A well-placed insider on the Cork social scene, no stranger to lavish house parties on the Douglas and Blackrock roads, or to chatter about who developer Tom McCarthy Jnr invited to party on his yacht in Portofino, tells me that Cork's wealth is only shown off in private or overseas. The man of the people, buying rounds of Murphy's in the city centre pub, prefers a vintage Chateauneuf du Pape when he is at home with friends or at the Monaco boat show, telling patronising stories about the "pure Cork" fella he met in town the other night: maybe he calls him a "real norrie".
This is the kind of old-Cork, Montenotte- boy kind of rubbish that makes Cork feel like a stale, tired old town. And this dusty old snobbery is going to seem quaint in a couple of years, because it is about to be blown away.
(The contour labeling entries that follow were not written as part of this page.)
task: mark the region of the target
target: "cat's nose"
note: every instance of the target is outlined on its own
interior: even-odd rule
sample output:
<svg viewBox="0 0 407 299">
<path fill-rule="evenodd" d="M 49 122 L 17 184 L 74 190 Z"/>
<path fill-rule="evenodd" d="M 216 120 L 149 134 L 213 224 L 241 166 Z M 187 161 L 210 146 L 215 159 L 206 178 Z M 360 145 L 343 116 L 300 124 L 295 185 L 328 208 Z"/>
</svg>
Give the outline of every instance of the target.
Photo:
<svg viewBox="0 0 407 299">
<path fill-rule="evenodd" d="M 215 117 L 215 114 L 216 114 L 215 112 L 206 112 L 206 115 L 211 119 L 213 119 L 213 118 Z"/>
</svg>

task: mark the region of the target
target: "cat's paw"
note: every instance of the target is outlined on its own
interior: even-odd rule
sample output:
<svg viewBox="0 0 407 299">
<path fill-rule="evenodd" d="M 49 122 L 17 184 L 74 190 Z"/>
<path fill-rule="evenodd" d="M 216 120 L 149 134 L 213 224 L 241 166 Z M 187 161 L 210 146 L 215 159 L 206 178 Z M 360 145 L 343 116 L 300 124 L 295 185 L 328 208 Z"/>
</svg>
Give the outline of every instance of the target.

The developments at the south docklands, being led by Howard Holdings, are not about tinkering around the edges, putting a bar here or a restaurant there. The project, which was given the go-ahead in February, will transform the city and, with it, Cork society. Along with a new indoor-event centre, offices and a 200-room hotel, there are plans for a residential area the size of Kilkenny city, housed in ultra-modern apartments and houses with the river flowing by the front garden.
Already, there is rumour of a Gordon Ramsay or Richard Corrigan restaurant, and the certainty of a fleet of hip new cafes and bars to serve the expected new population.
This area, although situated south of the river, doesn't have any fixed location in the great norrie-southsider mindset; it's still just a bit of unused land on the way down to Pairc Ui Chaoimh. It will be here, in this virgin piece of the city, that Cork will have a chance to find its feet as a modern European city. With jobs and modern living available on the edge of the city centre, the generation that now lives in the satellite towns, the young people with a bit of money who make these areas tick, will suddenly be in town at weekends, within 15 minutes of wherever anybody is willing to locate a pub or a club or a restaurant that tries something different.
The question is, will Cork people respond and show a bit of flashiness in their own city, the kind of flamboyance that they currently reserve for trips overseas or the privacy of their own home? If we could only replace, "Who does that langer think he is?" with a "Doubtya" when we saw some slightly over-dressed guy trying a bottle of wine in a new bar, the city would be a much better place to live.
Do that, and stop the city centre looking like a provincial British town on a weekend night, and the place could be the talk of Europe. Fail this time, and we might as well admit that we're still back in the days of "Montenotte, boy".